Some area restaurants make effort to use local foods


PLATTSBURGH — Some restaurants in the area opt for locally grown and raised food for their menus because they see any extra effort and cost as an investment that pays off in the long run. 


Matt Ray and his wife, Jess, co-own Livingoods, a downtown Plattsburgh restaurant. Matt Ray has a hard time seeing why they wouldn’t use locally sourced food, especially in harvest season. 

“Philosophically it just makes sense to me. Why buy a product that has to be shipped from far away?” he said. “It’s important for the environment and for the local economy.” 

Although more expensive, the food is a higher quality and lasts a lot longer in the cooler, he said.

He sources food from Quarry Garden Vegetable and Art Farm in Chazy when it’s available. Ray also walks to a vegetable stand near his house when fruits and vegetables are plentiful, but he needs a much larger quantity than the average farmers market customer. 


“That has been my challenge … finding farmers that can meet my demand,” Ray said. “Not just what I need, but when I need it.”

Because of Livingoods’ demand, he searched for years for a local beef supplier that could meet his needs. In August, he found Kilcoyne Farms in Brasher Falls. He pays the difference in price out of pocket and hasn’t changed the burger prices on the menu, although he did raise the price for Burger and Beer Night from $10 to $11.

Customers welcomed the price change because they were glad that Livingoods had made the decision to use local and pasture-raised beef. 

“I made a mention on Facebook,” Ray said. “Customers said they’d gladly pay more.”

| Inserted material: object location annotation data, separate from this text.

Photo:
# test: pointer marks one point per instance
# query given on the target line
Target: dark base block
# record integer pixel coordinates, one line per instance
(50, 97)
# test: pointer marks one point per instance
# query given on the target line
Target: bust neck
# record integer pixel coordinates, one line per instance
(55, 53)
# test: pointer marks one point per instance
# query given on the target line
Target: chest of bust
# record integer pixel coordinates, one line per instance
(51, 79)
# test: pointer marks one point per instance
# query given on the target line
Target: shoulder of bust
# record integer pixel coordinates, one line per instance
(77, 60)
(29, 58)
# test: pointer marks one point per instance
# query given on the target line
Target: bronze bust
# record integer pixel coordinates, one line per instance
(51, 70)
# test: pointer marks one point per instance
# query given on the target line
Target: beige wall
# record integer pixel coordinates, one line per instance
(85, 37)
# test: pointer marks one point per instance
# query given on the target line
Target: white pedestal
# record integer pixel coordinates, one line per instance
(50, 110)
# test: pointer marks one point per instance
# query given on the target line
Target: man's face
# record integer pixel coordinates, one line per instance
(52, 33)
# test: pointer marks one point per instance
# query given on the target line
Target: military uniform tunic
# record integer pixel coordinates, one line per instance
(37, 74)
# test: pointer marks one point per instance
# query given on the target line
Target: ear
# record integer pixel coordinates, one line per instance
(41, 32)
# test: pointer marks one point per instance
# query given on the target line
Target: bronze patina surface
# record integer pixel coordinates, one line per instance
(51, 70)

However, the food at Livingoods is far from being 100 percent local. During the winter, the Rays receive products from a distributor in Florida. Customers often ask if Livingoods uses food grown locally, but during the winter they can’t expect the tomatoes on their salad to be from here, he said. 

“But when it’s harvest time it would be foolish not to buy from local farmers,” Ray said. “If you’re in this business and you like cooking, how could you not be inclined to use local food?” 

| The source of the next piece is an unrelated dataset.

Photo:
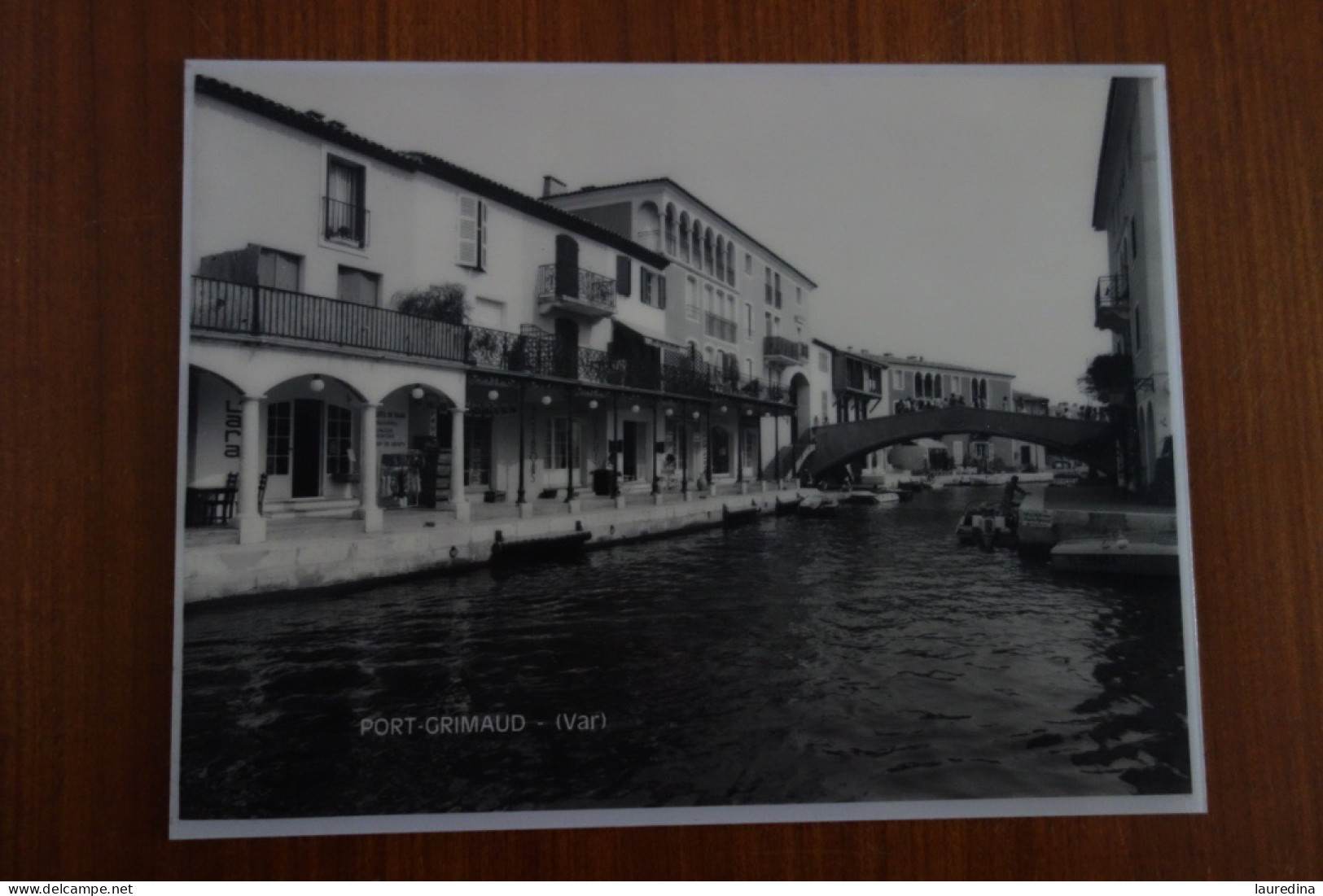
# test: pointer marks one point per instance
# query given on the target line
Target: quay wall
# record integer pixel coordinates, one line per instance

Michelle Kelley, who owns The Pepper, a Mexican restaurant in downtown Plattsburgh, feels the same way. 

“It’s good to support the community,” she said. “And it just tastes better.”

From April until October, Kelley buys some of her produce, mostly various greens, cilantro and other vegetables, from Fledging Crow Vegetables in Keeseville. She was introduced to the idea and to the owners of Fledging Crow by a chef at The Pepper.

Kelley said she and others working at the restaurant advocate for local food, although it is more expensive. 

“During the summer, I take the loss, but it’s a much better product,” she said.

Kelley also recently began buying her chorizo sausage, a meat popular in Mexican dishes, from D & D Meats in West Chazy. The price is comparable to what she was paying a non-local supplier, Kelley said. 

She incorporates the local food into the menu and into specials. 

“People definitely notice the difference in the product,” Kelley said.


The Eat ‘n Meet Grill and Larder in Saranac Lake has a different way of doing business. John Vargo, the owner and sole chef of the quaint eatery, focuses on sustainability. He tries to do more with less by reducing operating costs in order to keep fresh and local food affordable for customers. 

Vargo changes his menu daily based on what local food is available. 

“Farmers come in the front door and bring in their stuff,” he said. “The customers can see what they’re getting.” 

Customers can’t miss the products that Vargo uses, as the seating area doubles as the pantry, and the kitchen is visible over the counter. 

“I’ve been using local food since day one. For me, it’s a given,” Vargo said. “The No. 1 reason why I use local stuff is because it’s in season.”

Instead of tomato on a burger in the winter, Vargo said he will use roasted red pepper. In the summer, when he can get cucumbers cheaply, he’ll can them so he doesn’t pay for overpriced pickles come winter. 

“It’s all about the relationship between me, my customers and my suppliers,” Vargo said. 

“It’s a different way of thinking, and it’s serving us well.”